Bethune-Cookman student says campus living conditions threaten health

Noah McDonald is a freshman at Bethune-Cookman University
Bethune-Cookman student says campus living conditions threaten health
Photo credit: Shutterstock.com / James R. Martin

Bethune-Cookman University students have endured a tough week between unsafe housing conditions and Ed Reed being dismissed as the football head coach before even coaching a game.


The reason for Reed’s departure was his criticism of the living conditions at the university. Not only did the students stand up for Reed, but they also started a protest to fight for safer, more sanitary living conditions. Throughout the week, students posted pictures of rats in their dorms, water leaking on the floors, and mold in their dorms.


Eighteen-year-old Noah McDonald is a freshman at Bethune-Cookman and says that they’ve been living under these conditions since she arrived on campus. McDonald has been a part of the protests and has also helped with a list of demands that the students want from the university.

McDonald spoke with rolling out about her experience at Bethune-Cookman, and what people can do to support them.


Tell us about the protests that have been happening.

It started on Jan. 21. The students got up early to clean up the campus, and the entire weekend we picked up trash like Ed Reed was doing on Instagram Live. On Jan. 23, students gathered in front of Whitehall, which is our chapel in the middle of campus, and we marched from there shouting our chant, shouting that we want the board of trustees gone. We want to know what’s going on. Where’s our money going? Why are we living in these conditions? The next day, a group of students, me included, sat in Whitehall from [noon] to 1:30 in the morning, refusing to leave the building until President Drake came to address the student body.

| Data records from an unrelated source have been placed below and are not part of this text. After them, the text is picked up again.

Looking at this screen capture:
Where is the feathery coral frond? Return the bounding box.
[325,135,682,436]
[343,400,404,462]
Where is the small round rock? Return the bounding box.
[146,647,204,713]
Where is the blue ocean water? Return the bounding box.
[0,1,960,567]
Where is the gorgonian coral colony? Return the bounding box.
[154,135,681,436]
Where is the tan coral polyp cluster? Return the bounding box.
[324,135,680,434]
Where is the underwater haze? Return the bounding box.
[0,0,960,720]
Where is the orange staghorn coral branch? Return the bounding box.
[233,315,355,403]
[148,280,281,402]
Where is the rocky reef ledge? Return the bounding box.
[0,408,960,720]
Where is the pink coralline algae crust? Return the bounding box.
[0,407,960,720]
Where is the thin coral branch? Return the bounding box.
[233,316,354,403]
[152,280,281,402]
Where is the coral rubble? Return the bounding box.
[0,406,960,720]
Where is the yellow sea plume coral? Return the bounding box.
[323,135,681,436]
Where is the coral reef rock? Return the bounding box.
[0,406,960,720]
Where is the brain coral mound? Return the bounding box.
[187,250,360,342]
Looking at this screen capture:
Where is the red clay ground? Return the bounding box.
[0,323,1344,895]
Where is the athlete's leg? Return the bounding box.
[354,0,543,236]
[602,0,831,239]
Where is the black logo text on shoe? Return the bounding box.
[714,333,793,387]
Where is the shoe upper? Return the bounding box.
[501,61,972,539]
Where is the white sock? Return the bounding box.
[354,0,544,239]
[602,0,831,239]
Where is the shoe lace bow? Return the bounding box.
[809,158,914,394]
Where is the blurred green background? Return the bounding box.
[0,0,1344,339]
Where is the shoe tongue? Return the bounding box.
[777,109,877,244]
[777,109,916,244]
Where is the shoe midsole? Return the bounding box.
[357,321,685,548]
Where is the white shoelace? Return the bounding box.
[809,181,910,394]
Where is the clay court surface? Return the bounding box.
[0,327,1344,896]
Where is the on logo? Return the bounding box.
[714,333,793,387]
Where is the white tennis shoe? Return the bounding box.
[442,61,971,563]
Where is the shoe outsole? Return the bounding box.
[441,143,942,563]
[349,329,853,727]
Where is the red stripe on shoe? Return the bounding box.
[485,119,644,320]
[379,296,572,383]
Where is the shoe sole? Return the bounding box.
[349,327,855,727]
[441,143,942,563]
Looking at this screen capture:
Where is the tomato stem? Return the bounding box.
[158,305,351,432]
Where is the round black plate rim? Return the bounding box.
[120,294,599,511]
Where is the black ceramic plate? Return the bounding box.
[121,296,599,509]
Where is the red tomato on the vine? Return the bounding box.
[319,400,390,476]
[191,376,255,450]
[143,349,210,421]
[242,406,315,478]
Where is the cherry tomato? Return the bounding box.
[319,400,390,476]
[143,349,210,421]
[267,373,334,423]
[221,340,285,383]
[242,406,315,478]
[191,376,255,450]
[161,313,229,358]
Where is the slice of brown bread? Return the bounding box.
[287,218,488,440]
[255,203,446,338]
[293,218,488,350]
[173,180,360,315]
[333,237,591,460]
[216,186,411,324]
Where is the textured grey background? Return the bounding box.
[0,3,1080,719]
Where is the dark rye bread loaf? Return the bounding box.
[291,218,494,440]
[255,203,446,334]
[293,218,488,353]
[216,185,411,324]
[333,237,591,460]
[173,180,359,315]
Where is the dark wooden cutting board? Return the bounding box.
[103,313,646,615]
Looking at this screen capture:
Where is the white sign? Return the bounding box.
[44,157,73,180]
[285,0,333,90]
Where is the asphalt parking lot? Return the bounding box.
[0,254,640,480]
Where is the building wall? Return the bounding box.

Bethune-Cookman student says campus living conditions threaten health
Photo courtesy of Noah McDonald

The reason that the protest started is that President Lawrence Drake II got on the Roland Martin show the night before and said that he walks our campus every day, that there’s no mold in our rooms, and that students are not telling the full story. So we asked him to speak to us specifically. That night, we really saw how Bethune-Cookman staff feels about our protests, and they went to extremes of locking the bathrooms and telling us that if we left to go use the bathroom, we [would] not be allowed back into the building. They wouldn’t let us eat or bring any food back in. They wanted us to leave. That’s what their plan was, and we chose not to [leave].

What do the students want?

We want new leadership. We deserve new leadership because if the leadership we have now is not doing anything for us, then why are you in leadership? We want better living conditions. We shouldn’t have to pay as much [as] we pay now for tuition just to live. These conditions are unsafe, it’s making us sick, and it’s making students like me who have asthma sick when there’s mold in my air vent.